[ SEARCH-1643 ] DocRouters ADR (draft)

2025-09-10 14:11:25 +00:00 · 2019-06-02 12:48:59 +02:00
parent e5441401fd
commit 73da6c43e0
4 changed files with 234 additions and 0 deletions
--- a/search-services/alfresco-search/doc/architecture/doc-routers/00001-doc-routers.md
+++ b/search-services/alfresco-search/doc/architecture/doc-routers/00001-doc-routers.md
@@ -0,0 +1,234 @@
+## DocRouters
+
+![Completeness Badge](https://img.shields.io/badge/Document_Level-In_Progress-yellow.svg?style=flat-square)
+
+### Introduction
+When an index grows too large to be stored on a single search server, it can be distributed across multiple search servers. This is known as _sharding_. The distributed/sharded index can then be searched using Alfresco/Solr's distributed search capabilities.
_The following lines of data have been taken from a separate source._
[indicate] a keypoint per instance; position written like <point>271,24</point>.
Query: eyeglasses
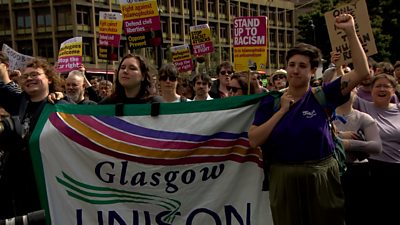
<point>276,77</point>
<point>171,78</point>
<point>225,72</point>
<point>33,75</point>
<point>233,89</point>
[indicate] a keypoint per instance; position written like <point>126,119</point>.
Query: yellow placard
<point>110,26</point>
<point>71,49</point>
<point>338,38</point>
<point>139,10</point>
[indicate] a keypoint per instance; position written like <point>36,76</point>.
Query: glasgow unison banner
<point>190,165</point>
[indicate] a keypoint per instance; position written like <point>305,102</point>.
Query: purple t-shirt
<point>303,132</point>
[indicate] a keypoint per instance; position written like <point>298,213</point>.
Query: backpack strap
<point>277,99</point>
<point>330,112</point>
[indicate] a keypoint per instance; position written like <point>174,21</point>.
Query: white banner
<point>191,165</point>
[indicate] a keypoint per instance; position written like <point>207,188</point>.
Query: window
<point>25,47</point>
<point>23,20</point>
<point>43,18</point>
<point>200,5</point>
<point>64,16</point>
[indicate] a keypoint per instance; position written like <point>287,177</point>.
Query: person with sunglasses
<point>168,78</point>
<point>279,79</point>
<point>19,194</point>
<point>296,139</point>
<point>202,85</point>
<point>218,88</point>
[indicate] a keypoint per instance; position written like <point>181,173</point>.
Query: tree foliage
<point>384,22</point>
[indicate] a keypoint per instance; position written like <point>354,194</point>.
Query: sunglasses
<point>279,77</point>
<point>233,89</point>
<point>33,75</point>
<point>226,72</point>
<point>171,78</point>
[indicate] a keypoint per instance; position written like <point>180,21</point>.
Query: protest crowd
<point>365,95</point>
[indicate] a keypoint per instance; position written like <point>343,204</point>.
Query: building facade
<point>38,27</point>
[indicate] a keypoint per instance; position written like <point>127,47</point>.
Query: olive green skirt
<point>309,193</point>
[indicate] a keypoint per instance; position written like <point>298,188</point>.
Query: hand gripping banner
<point>190,165</point>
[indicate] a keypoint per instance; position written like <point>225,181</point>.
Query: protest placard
<point>250,43</point>
<point>110,29</point>
<point>359,11</point>
<point>70,55</point>
<point>182,58</point>
<point>200,36</point>
<point>141,22</point>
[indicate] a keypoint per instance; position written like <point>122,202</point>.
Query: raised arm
<point>360,62</point>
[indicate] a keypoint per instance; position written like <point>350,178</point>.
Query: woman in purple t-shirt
<point>304,177</point>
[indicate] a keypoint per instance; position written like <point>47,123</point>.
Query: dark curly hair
<point>57,83</point>
<point>145,69</point>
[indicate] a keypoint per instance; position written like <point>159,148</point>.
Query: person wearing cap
<point>279,79</point>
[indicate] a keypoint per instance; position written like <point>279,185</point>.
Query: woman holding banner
<point>133,82</point>
<point>304,177</point>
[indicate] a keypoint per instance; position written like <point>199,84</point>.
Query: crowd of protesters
<point>366,97</point>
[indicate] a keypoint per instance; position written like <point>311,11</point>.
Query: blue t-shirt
<point>303,132</point>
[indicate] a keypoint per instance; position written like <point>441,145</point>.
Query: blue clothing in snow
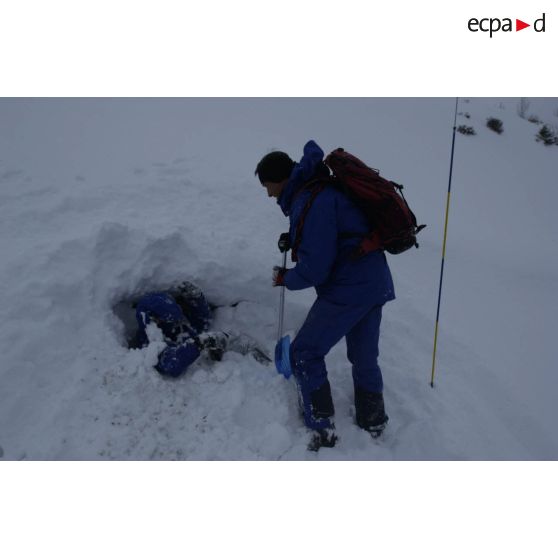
<point>180,325</point>
<point>350,292</point>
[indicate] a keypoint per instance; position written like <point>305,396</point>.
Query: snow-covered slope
<point>104,199</point>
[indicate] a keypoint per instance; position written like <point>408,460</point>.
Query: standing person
<point>350,292</point>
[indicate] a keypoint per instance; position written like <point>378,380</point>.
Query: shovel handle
<point>282,303</point>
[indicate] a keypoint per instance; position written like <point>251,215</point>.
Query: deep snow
<point>103,199</point>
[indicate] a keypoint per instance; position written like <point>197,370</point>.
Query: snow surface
<point>102,199</point>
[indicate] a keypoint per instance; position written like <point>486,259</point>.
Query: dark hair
<point>275,167</point>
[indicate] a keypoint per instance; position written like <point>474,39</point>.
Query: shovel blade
<point>282,356</point>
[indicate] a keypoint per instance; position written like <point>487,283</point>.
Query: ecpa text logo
<point>493,25</point>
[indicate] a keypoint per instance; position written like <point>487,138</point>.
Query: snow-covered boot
<point>317,411</point>
<point>215,343</point>
<point>245,345</point>
<point>370,411</point>
<point>324,437</point>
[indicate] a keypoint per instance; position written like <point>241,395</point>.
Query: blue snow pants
<point>194,318</point>
<point>326,324</point>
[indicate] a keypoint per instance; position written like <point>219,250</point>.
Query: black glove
<point>284,242</point>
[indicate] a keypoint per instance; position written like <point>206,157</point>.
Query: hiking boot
<point>245,345</point>
<point>214,343</point>
<point>325,437</point>
<point>370,412</point>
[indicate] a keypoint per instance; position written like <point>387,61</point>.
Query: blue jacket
<point>324,260</point>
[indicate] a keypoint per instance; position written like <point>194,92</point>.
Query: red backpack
<point>393,224</point>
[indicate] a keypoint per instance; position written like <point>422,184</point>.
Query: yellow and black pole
<point>444,248</point>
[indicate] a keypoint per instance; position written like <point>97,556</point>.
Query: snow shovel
<point>282,348</point>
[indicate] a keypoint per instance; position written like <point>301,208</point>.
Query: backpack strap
<point>316,186</point>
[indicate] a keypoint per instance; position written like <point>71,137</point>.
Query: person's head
<point>274,171</point>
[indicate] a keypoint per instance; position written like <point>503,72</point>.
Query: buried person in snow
<point>350,292</point>
<point>184,317</point>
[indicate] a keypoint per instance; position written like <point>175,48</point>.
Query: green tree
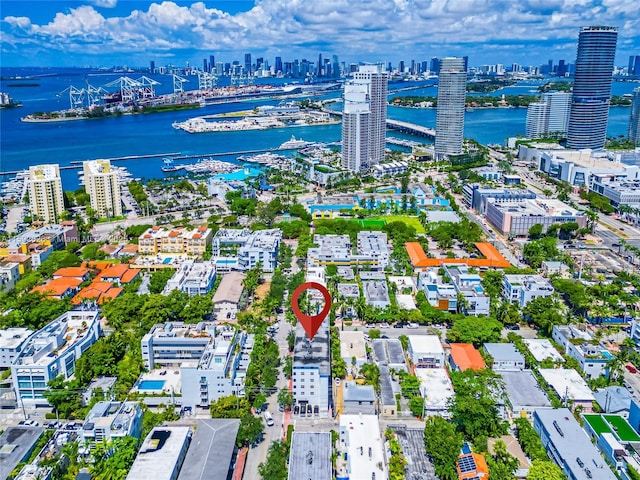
<point>443,443</point>
<point>545,470</point>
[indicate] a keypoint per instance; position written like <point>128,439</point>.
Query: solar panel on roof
<point>467,464</point>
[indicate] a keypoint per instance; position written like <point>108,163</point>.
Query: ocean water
<point>25,144</point>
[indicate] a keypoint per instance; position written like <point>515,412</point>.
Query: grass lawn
<point>410,221</point>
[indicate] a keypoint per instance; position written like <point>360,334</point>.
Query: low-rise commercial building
<point>181,241</point>
<point>53,351</point>
<point>523,394</point>
<point>517,217</point>
<point>193,278</point>
<point>521,289</point>
<point>505,357</point>
<point>569,446</point>
<point>581,345</point>
<point>310,456</point>
<point>161,455</point>
<point>108,420</point>
<point>425,351</point>
<point>243,249</point>
<point>12,341</point>
<point>226,300</point>
<point>436,390</point>
<point>569,385</point>
<point>362,448</point>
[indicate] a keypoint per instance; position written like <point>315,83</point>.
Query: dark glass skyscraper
<point>592,87</point>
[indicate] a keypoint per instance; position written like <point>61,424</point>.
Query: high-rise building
<point>634,120</point>
<point>592,87</point>
<point>549,116</point>
<point>364,121</point>
<point>45,192</point>
<point>101,183</point>
<point>452,84</point>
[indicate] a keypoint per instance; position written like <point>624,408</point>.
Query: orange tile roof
<point>466,356</point>
<point>416,254</point>
<point>481,471</point>
<point>71,272</point>
<point>51,290</point>
<point>493,258</point>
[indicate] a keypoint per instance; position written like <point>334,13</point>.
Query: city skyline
<point>116,32</point>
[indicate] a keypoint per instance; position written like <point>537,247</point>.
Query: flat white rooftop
<point>541,349</point>
<point>566,381</point>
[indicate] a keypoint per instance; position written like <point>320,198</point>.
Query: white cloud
<point>387,28</point>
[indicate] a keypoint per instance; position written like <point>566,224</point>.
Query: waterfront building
<point>310,456</point>
<point>45,192</point>
<point>102,184</point>
<point>311,374</point>
<point>184,241</point>
<point>161,454</point>
<point>12,341</point>
<point>364,118</point>
<point>592,87</point>
<point>549,116</point>
<point>516,218</point>
<point>569,446</point>
<point>363,446</point>
<point>634,118</point>
<point>243,249</point>
<point>521,289</point>
<point>192,278</point>
<point>452,84</point>
<point>53,351</point>
<point>109,420</point>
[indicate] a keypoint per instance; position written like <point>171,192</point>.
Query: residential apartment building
<point>193,278</point>
<point>581,345</point>
<point>364,122</point>
<point>243,249</point>
<point>521,289</point>
<point>45,192</point>
<point>569,446</point>
<point>516,218</point>
<point>172,343</point>
<point>311,375</point>
<point>157,240</point>
<point>592,87</point>
<point>12,341</point>
<point>53,351</point>
<point>109,420</point>
<point>102,185</point>
<point>452,88</point>
<point>220,372</point>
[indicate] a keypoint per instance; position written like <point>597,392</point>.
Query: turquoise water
<point>239,175</point>
<point>151,385</point>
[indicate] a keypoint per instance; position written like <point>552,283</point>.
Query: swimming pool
<point>151,385</point>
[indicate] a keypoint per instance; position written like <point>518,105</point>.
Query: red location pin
<point>310,323</point>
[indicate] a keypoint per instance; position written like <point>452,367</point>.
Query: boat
<point>293,143</point>
<point>170,167</point>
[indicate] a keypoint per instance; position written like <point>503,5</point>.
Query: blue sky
<point>133,32</point>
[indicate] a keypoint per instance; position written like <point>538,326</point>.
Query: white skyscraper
<point>634,120</point>
<point>364,121</point>
<point>101,183</point>
<point>549,116</point>
<point>45,192</point>
<point>452,85</point>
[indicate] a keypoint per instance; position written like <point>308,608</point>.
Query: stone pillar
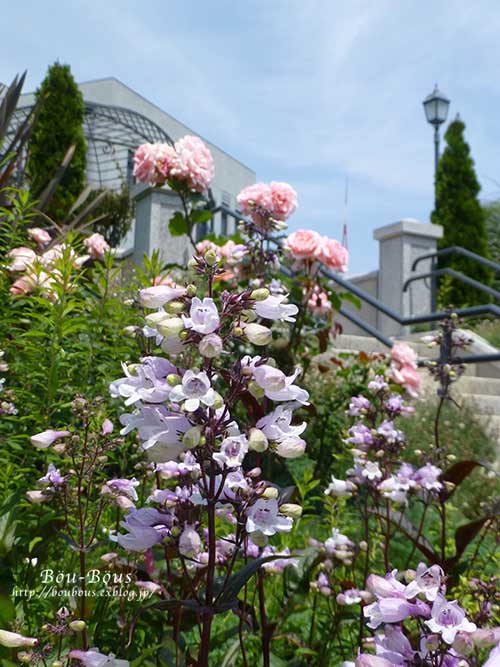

+Search Services can use any of these four different methods for routing documents and ACLs to shards.
+
+The following diagram illustrates the DocRouter class hierarchy; the DocRouter interface, which declares the main contract, and all concrete implementors.
+
+![DocRouter Class Diagram](doc_router_class_overview.png)
+
+The light gray color on the _DateQuarterRouter_ is because it is not currently used.
+
+### How a DocRouter is choosen 
+To use a specific sharding method, when creating a shard we must add the required configuration properties in the solrcore.properties.
+There's a first required property (called _"shard_method"_) which is the mnemonic code associated to the sharding method, then additional properties could be needed, depending on the method.  
+
+As you can see from the class diagram above, the _DocRouter_ instance creation is a responsibility of the _DocRouterFactory_. 
+Since we are interested (see the _DocRouter_ interface) in distributing ACLs and Nodes, the _MetadataTracker_ and the _ACLTracker_ read the shard_method in the configuration and create/use the corresponding _DocRouter_ instance. 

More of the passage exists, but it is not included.